I am from a family of gardeners, and I like the idea of gardening, but I don’t have much personal experience to reflect on. I’ve read a lot of books about gardening, and I know the names of plants. I know things, but it doesn’t make up for a lifetime of knowledge gained by getting your hands dirty.

I lived in New Mexico for a little while and I fell in love with some sheep. They were Navajo sheep, and they spent their days in a field next to my little house on wheels in a Gila Hot Springs campground a few miles from the National Park and the cave dwellings. Around the same time, I was in Silver City for the day and I came across this book called “Country Women Anthology”, a collection of articles about rural life written as a kind of “back to the land” how-to book for women. It included all kinds of articles on buying land, building a homestead, digging a outhouse, chainsaw maintenance, and raising animals. I lived next to this pasture of beautiful sheep, and I laid in the sun reading this book, and I got all sorts of ideas about what I wanted the rest of my life to look like.

That was five years ago and now that I am a home owner and a mother to two small children, I have less of a burning desire to build a farm and raise animals. I live in a large old house on a 1/4 acre lot. I have a small vegetable garden and a pair of chickens, and they are all the commitment I can handle right now.

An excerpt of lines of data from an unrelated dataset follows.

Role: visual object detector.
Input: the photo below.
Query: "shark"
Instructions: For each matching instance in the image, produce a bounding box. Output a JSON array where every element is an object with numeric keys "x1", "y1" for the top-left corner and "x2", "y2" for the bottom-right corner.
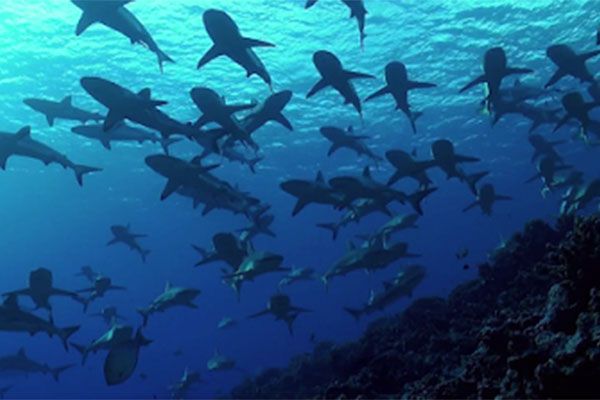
[
  {"x1": 71, "y1": 122, "x2": 180, "y2": 154},
  {"x1": 365, "y1": 61, "x2": 436, "y2": 133},
  {"x1": 4, "y1": 268, "x2": 82, "y2": 311},
  {"x1": 344, "y1": 265, "x2": 426, "y2": 320},
  {"x1": 197, "y1": 9, "x2": 275, "y2": 87},
  {"x1": 103, "y1": 329, "x2": 152, "y2": 386},
  {"x1": 106, "y1": 224, "x2": 150, "y2": 263},
  {"x1": 249, "y1": 293, "x2": 311, "y2": 335},
  {"x1": 0, "y1": 295, "x2": 79, "y2": 351},
  {"x1": 0, "y1": 126, "x2": 102, "y2": 186},
  {"x1": 306, "y1": 50, "x2": 375, "y2": 117},
  {"x1": 463, "y1": 183, "x2": 512, "y2": 215},
  {"x1": 23, "y1": 96, "x2": 104, "y2": 126},
  {"x1": 138, "y1": 282, "x2": 200, "y2": 326},
  {"x1": 71, "y1": 0, "x2": 175, "y2": 72},
  {"x1": 0, "y1": 347, "x2": 73, "y2": 382}
]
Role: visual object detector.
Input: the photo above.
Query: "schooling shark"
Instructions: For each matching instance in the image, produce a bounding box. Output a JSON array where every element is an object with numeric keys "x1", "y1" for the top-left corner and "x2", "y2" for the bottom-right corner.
[{"x1": 71, "y1": 0, "x2": 175, "y2": 72}]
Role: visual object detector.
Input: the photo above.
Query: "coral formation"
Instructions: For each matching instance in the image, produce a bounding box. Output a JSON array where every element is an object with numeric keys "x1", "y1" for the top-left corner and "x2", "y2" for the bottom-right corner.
[{"x1": 232, "y1": 215, "x2": 600, "y2": 398}]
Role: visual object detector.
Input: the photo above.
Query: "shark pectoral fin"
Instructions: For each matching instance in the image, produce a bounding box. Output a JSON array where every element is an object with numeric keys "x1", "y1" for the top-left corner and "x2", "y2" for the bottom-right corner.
[
  {"x1": 454, "y1": 154, "x2": 481, "y2": 162},
  {"x1": 242, "y1": 38, "x2": 275, "y2": 47},
  {"x1": 552, "y1": 114, "x2": 571, "y2": 132},
  {"x1": 506, "y1": 68, "x2": 533, "y2": 75},
  {"x1": 193, "y1": 114, "x2": 212, "y2": 129},
  {"x1": 306, "y1": 78, "x2": 329, "y2": 99},
  {"x1": 408, "y1": 81, "x2": 437, "y2": 90},
  {"x1": 202, "y1": 204, "x2": 215, "y2": 216},
  {"x1": 365, "y1": 86, "x2": 390, "y2": 101},
  {"x1": 160, "y1": 179, "x2": 181, "y2": 201},
  {"x1": 273, "y1": 113, "x2": 294, "y2": 131},
  {"x1": 579, "y1": 50, "x2": 600, "y2": 61},
  {"x1": 458, "y1": 75, "x2": 486, "y2": 93},
  {"x1": 525, "y1": 173, "x2": 542, "y2": 183},
  {"x1": 0, "y1": 153, "x2": 11, "y2": 170},
  {"x1": 102, "y1": 110, "x2": 125, "y2": 132},
  {"x1": 75, "y1": 12, "x2": 98, "y2": 36},
  {"x1": 344, "y1": 70, "x2": 375, "y2": 79},
  {"x1": 100, "y1": 137, "x2": 111, "y2": 150},
  {"x1": 292, "y1": 198, "x2": 309, "y2": 217},
  {"x1": 196, "y1": 45, "x2": 224, "y2": 69},
  {"x1": 463, "y1": 201, "x2": 479, "y2": 212},
  {"x1": 225, "y1": 104, "x2": 256, "y2": 114},
  {"x1": 248, "y1": 309, "x2": 270, "y2": 318},
  {"x1": 327, "y1": 143, "x2": 342, "y2": 157},
  {"x1": 544, "y1": 68, "x2": 567, "y2": 88}
]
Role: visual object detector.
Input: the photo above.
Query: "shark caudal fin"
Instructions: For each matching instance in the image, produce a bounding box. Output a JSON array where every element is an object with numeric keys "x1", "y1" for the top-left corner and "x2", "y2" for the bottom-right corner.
[
  {"x1": 156, "y1": 48, "x2": 175, "y2": 74},
  {"x1": 344, "y1": 307, "x2": 362, "y2": 322},
  {"x1": 137, "y1": 308, "x2": 150, "y2": 326},
  {"x1": 158, "y1": 138, "x2": 181, "y2": 155},
  {"x1": 140, "y1": 249, "x2": 150, "y2": 264},
  {"x1": 406, "y1": 187, "x2": 437, "y2": 215},
  {"x1": 317, "y1": 222, "x2": 340, "y2": 240},
  {"x1": 50, "y1": 364, "x2": 75, "y2": 382},
  {"x1": 73, "y1": 165, "x2": 102, "y2": 186},
  {"x1": 70, "y1": 342, "x2": 89, "y2": 365},
  {"x1": 58, "y1": 325, "x2": 79, "y2": 351}
]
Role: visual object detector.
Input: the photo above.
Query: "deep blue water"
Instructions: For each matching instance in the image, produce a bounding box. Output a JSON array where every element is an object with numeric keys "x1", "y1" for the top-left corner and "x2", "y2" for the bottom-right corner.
[{"x1": 0, "y1": 0, "x2": 600, "y2": 398}]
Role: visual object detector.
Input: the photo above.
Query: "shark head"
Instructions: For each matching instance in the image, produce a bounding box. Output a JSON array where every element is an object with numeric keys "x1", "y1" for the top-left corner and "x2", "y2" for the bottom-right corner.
[
  {"x1": 483, "y1": 47, "x2": 506, "y2": 71},
  {"x1": 385, "y1": 61, "x2": 408, "y2": 85},
  {"x1": 313, "y1": 50, "x2": 342, "y2": 77},
  {"x1": 546, "y1": 44, "x2": 576, "y2": 65},
  {"x1": 190, "y1": 87, "x2": 222, "y2": 111},
  {"x1": 202, "y1": 9, "x2": 240, "y2": 42}
]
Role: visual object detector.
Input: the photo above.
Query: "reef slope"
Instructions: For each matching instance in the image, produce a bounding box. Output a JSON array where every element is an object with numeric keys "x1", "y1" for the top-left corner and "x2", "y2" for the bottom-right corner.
[{"x1": 231, "y1": 215, "x2": 600, "y2": 398}]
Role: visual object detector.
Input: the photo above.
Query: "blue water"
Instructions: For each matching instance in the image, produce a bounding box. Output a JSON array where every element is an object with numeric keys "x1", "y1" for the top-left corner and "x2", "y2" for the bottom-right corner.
[{"x1": 0, "y1": 0, "x2": 600, "y2": 398}]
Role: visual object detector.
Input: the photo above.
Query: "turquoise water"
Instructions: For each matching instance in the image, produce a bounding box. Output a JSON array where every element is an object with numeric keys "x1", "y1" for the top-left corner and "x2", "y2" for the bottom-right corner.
[{"x1": 0, "y1": 0, "x2": 600, "y2": 397}]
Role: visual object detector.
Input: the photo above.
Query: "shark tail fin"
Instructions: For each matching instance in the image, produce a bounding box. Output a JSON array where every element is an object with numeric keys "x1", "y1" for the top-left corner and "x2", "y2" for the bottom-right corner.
[
  {"x1": 156, "y1": 48, "x2": 175, "y2": 74},
  {"x1": 317, "y1": 222, "x2": 340, "y2": 240},
  {"x1": 137, "y1": 308, "x2": 150, "y2": 326},
  {"x1": 73, "y1": 165, "x2": 102, "y2": 186},
  {"x1": 50, "y1": 364, "x2": 74, "y2": 382},
  {"x1": 70, "y1": 342, "x2": 88, "y2": 365},
  {"x1": 285, "y1": 313, "x2": 298, "y2": 336},
  {"x1": 140, "y1": 249, "x2": 150, "y2": 263},
  {"x1": 321, "y1": 275, "x2": 329, "y2": 292},
  {"x1": 58, "y1": 325, "x2": 79, "y2": 351},
  {"x1": 407, "y1": 188, "x2": 437, "y2": 215},
  {"x1": 248, "y1": 157, "x2": 264, "y2": 174},
  {"x1": 158, "y1": 138, "x2": 181, "y2": 155},
  {"x1": 344, "y1": 307, "x2": 362, "y2": 322}
]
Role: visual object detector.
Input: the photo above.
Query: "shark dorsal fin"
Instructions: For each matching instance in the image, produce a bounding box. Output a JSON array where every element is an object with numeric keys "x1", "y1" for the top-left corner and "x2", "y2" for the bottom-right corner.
[
  {"x1": 3, "y1": 294, "x2": 19, "y2": 309},
  {"x1": 316, "y1": 171, "x2": 325, "y2": 183},
  {"x1": 138, "y1": 88, "x2": 152, "y2": 100},
  {"x1": 369, "y1": 289, "x2": 375, "y2": 304},
  {"x1": 17, "y1": 125, "x2": 31, "y2": 139},
  {"x1": 363, "y1": 165, "x2": 371, "y2": 178}
]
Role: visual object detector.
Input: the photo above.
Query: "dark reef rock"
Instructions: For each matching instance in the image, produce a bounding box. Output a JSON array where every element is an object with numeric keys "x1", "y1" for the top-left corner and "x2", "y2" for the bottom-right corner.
[{"x1": 232, "y1": 216, "x2": 600, "y2": 398}]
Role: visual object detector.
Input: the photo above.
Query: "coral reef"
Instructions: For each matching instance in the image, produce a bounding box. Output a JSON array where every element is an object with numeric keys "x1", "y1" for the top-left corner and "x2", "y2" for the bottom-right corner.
[{"x1": 232, "y1": 215, "x2": 600, "y2": 398}]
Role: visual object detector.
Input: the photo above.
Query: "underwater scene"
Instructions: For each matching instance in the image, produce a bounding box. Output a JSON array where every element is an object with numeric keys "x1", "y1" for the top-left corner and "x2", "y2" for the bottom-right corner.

When we first moved into our house, we bought a flock of chickens from a friend of a friend. A few months later, we added some chicks. Chickens are pretty easy to care for (when things are going well) and they have nice personalities. It’s easy for my husband and I to get carried away, and we did. We ended up with 14 chickens at one point. Eggs are delicious, but no one wants to eat that many eggs. I sold quite a few to friends and family, but it wasn’t bringing in more money than we were spending on feed. 14 chickens also leave behind an awful lot of chicken poop, so our backyard was no longer a place you could walk through without your shoes on.
We sent most of our chickens to live with Jaden’s family, kept five for ourselves, but lost two to a racoon and one to disease. Just two hens is a nice number for a family of four. Two kids, two cats, two chickens, two adults. Let’s keep things even for now.